In parallel actions, the Federal Reserve and the Office of the Comptroller of the Currency each issued a pair of orders against the bank. The first set of orders calls for JPMorgan (Fortune 500) to improve its risk management and internal auditing, singling out the bank's Chief Investment Office for particular criticism. ,
Last year, JPMorgan revealed that it had sustained massive losses as a result of a bad bet by the Chief Investment Office related to credit derivatives. The bet was so large that the trader said to be responsible earned the nickname "the London Whale."
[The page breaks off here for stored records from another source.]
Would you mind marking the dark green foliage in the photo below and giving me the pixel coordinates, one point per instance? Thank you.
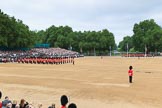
(146, 34)
(13, 33)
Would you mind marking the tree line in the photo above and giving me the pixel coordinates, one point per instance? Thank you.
(15, 34)
(147, 36)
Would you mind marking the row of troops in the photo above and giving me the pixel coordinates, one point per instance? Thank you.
(39, 60)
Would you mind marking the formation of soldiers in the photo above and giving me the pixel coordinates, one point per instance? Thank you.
(55, 60)
(39, 56)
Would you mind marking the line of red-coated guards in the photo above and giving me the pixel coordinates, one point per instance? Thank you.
(61, 60)
(47, 60)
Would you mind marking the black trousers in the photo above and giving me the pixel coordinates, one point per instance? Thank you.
(130, 79)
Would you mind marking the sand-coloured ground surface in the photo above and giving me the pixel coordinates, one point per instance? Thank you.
(91, 83)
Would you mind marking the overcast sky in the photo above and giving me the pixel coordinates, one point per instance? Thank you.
(118, 16)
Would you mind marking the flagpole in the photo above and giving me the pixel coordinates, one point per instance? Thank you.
(127, 49)
(145, 50)
(110, 50)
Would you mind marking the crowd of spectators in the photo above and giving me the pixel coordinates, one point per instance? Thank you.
(7, 103)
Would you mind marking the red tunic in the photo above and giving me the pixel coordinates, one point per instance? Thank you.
(130, 72)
The losses eventually swelled to more than $6 billion, stoking renewed concerns about the stability of the nation's largest banks. JPMorgan previously said it has recordings, emails and other documents that suggest traders may have been hiding the losses.
"The bank's risk and other controls failed, and reporting was not adequate," the OCC said.
In the second set of orders, regulators called on JPMorgan to reform its anti-money laundering controls, including its customer due diligence and its monitoring system for suspicious activity.
JPMorgan will not face fines as part of Monday's actions. The bank consented to the orders without admitting or denying wrongdoing.
"We have already made progress addressing the issues cited in the consent orders, which contain no allegations of intentional misconduct by the firm or any of its employees," JPMorgan spokesman Joe Evangelisti said in an email.
JPMorgan is the latest in a series of banks to face scrutiny from the government over money-laundering issues. Last month, federal officials announced a record $1.9 billion money-laundering settlement with HSBC (. )Dutch bank ING paid $619 million as part of a similar settlement in June.
As for the London Whale loss, this may not be the last JPMorgan hears from the government. The bank said in November that other agencies -- including the Department of Justice and the Securities and Exchange Commission -- were also investigating the matter.